Compte tenu du sujet traité, de notre souhait de détailler l’analyse et d’éviter une vision trop superficielle des événements et situations, ce billet est d’une longueur supérieure à celle de nos articles habituels. Prévoyez donc du temps pour le lire…

Il inclut également plusieurs renvois vers des billets déjà publiés qui sous-tendent ou renforcent le raisonnement. Ces renvois, qui peuvent parfois donner l’impression de hacher la lecture, permettent d’approfondir tel ou tel argument que nous avançons. N’hésitez donc pas à les consulter.
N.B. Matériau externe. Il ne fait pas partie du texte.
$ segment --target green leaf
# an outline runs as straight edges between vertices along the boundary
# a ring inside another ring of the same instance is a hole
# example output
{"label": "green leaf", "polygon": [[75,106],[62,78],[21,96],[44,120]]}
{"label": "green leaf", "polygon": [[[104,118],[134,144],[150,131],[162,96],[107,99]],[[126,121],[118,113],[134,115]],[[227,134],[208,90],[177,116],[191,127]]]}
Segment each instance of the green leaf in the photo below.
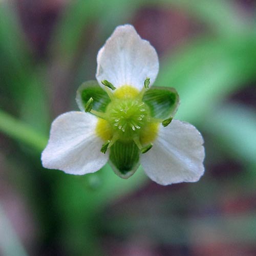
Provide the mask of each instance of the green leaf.
{"label": "green leaf", "polygon": [[134,141],[118,140],[111,147],[111,166],[121,178],[127,179],[134,174],[139,167],[139,148]]}
{"label": "green leaf", "polygon": [[151,116],[156,118],[173,117],[179,104],[176,90],[167,87],[151,87],[145,93],[143,101],[150,107]]}
{"label": "green leaf", "polygon": [[239,86],[256,77],[255,37],[198,38],[170,56],[157,83],[170,84],[182,103],[176,118],[194,122]]}
{"label": "green leaf", "polygon": [[96,111],[104,112],[106,106],[110,102],[110,99],[96,80],[92,80],[83,83],[78,88],[76,93],[76,100],[81,111],[88,100],[92,98],[92,109]]}
{"label": "green leaf", "polygon": [[234,158],[256,163],[256,112],[241,104],[222,104],[202,127]]}

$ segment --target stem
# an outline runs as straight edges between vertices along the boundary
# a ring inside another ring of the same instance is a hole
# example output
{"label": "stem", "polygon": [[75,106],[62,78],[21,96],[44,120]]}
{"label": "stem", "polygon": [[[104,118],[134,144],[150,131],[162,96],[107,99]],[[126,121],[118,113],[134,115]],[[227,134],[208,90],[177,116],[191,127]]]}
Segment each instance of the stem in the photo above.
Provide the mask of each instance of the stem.
{"label": "stem", "polygon": [[46,137],[1,109],[0,131],[38,151],[43,150],[47,143]]}

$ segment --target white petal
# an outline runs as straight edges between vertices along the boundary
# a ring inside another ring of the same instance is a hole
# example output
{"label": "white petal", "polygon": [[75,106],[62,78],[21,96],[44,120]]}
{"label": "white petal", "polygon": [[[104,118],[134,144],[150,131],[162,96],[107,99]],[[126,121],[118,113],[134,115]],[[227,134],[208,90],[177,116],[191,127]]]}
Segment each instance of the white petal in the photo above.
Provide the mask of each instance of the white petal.
{"label": "white petal", "polygon": [[160,126],[153,147],[141,155],[141,164],[162,185],[197,181],[204,172],[203,142],[195,126],[173,120],[167,127]]}
{"label": "white petal", "polygon": [[97,57],[96,78],[107,80],[117,88],[132,86],[140,90],[145,79],[152,85],[158,73],[159,61],[155,48],[143,40],[130,25],[117,27]]}
{"label": "white petal", "polygon": [[48,144],[41,155],[42,165],[70,174],[94,173],[108,161],[100,152],[103,142],[95,133],[97,118],[72,112],[59,116],[52,123]]}

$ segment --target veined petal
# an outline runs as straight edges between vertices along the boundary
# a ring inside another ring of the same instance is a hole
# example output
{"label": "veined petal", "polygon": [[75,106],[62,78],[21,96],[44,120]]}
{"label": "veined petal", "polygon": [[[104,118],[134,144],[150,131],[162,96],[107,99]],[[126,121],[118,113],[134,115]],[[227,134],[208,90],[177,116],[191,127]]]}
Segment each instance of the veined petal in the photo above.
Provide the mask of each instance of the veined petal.
{"label": "veined petal", "polygon": [[107,80],[117,88],[129,85],[140,90],[147,77],[150,78],[150,86],[154,83],[159,69],[155,48],[130,25],[116,28],[99,51],[97,62],[99,84]]}
{"label": "veined petal", "polygon": [[110,164],[115,173],[127,179],[139,165],[139,150],[133,141],[116,141],[110,148]]}
{"label": "veined petal", "polygon": [[42,165],[70,174],[96,172],[107,162],[100,152],[102,140],[95,134],[97,118],[89,113],[71,112],[53,122],[48,144],[41,155]]}
{"label": "veined petal", "polygon": [[161,185],[197,181],[203,174],[203,139],[195,126],[173,120],[159,127],[152,148],[140,156],[145,172]]}
{"label": "veined petal", "polygon": [[176,90],[169,87],[153,86],[144,93],[143,101],[156,118],[173,117],[178,110],[180,99]]}
{"label": "veined petal", "polygon": [[91,97],[93,99],[92,109],[97,111],[104,112],[110,102],[107,93],[96,80],[83,82],[76,92],[76,101],[81,111],[84,111],[84,106]]}

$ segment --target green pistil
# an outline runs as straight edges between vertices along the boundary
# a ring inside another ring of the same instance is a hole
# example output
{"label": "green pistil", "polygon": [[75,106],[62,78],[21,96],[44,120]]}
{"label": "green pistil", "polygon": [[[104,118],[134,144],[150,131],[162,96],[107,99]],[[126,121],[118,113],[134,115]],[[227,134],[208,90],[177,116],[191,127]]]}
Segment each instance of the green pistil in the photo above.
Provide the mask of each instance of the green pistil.
{"label": "green pistil", "polygon": [[139,135],[148,122],[147,105],[137,99],[116,99],[108,106],[106,115],[114,133],[123,141]]}

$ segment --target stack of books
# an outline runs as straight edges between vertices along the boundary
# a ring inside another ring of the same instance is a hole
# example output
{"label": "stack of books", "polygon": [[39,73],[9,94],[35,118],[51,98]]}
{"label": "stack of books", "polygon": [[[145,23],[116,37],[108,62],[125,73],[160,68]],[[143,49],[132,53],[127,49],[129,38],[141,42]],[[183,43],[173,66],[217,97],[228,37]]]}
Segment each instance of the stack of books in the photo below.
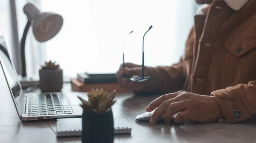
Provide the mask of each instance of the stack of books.
{"label": "stack of books", "polygon": [[115,73],[89,73],[77,74],[76,79],[71,81],[71,87],[74,91],[88,92],[92,89],[102,88],[105,91],[111,92],[113,90],[125,91],[125,88],[120,87],[117,82]]}

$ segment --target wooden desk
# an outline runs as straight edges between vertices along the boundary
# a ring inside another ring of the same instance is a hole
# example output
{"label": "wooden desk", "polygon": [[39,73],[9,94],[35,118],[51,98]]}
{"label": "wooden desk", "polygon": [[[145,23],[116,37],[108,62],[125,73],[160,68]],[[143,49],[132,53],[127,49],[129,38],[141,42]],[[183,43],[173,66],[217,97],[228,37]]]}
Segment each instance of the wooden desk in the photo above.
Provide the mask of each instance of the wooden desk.
{"label": "wooden desk", "polygon": [[[70,91],[70,85],[64,90]],[[2,93],[1,93],[2,94]],[[84,93],[80,93],[85,95]],[[20,121],[11,97],[1,95],[0,143],[81,143],[80,137],[57,138],[56,120]],[[134,96],[131,93],[117,95],[114,116],[124,116],[132,127],[131,135],[116,135],[115,143],[253,143],[256,142],[256,124],[227,124],[186,123],[182,125],[150,125],[135,121],[134,117],[157,96]],[[76,98],[74,97],[74,98]]]}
À tous nos lecteurs, plus nombreux à chaque parution, merci pour votre soutien et vos encouragements.

Lundi



Dominic Sandbrook est un Britannique historien. Dans cet ordre là : Britannique d’abord, historien ensuite. Le 31 octobre dernier, il a publié un long article de politique-fiction dans le journal conservateur (c’est-à-dire anti-Européen et anti-Français) Daily Mail.

Cet article (texte intégral ici) que nous résumons ci-dessous est plutôt « tiré par les cheveux ». Il reflète plus la francophobie (le terme est encore fort mesuré…) de nos voisins britanniques qu’il ne relève d’une véritable analyse historico-politique. Il a cependant le mérite de soulever plusieurs questions que nous aborderons dans la seconde partie de ce billet.


Le futur selon Sandbrook

En 2012, les Athéniens en colère contre les mesures d’austérité envahissent le Parlement : bien vite, le chaos s’installe en Grèce. La France et l’Allemagne envoient alors 5 000 soldats pour restaurer l’ordre.

La situation dégénère bien vite dans toute l’Europe continentale : manifestations, attentats à la bombe contre les banques, quasi guerre civile en Italie où le gouvernement demande à la France d’intervenir. Sarkozy répond en expédiant 15 000 soldats occuper le nord de l’Italie.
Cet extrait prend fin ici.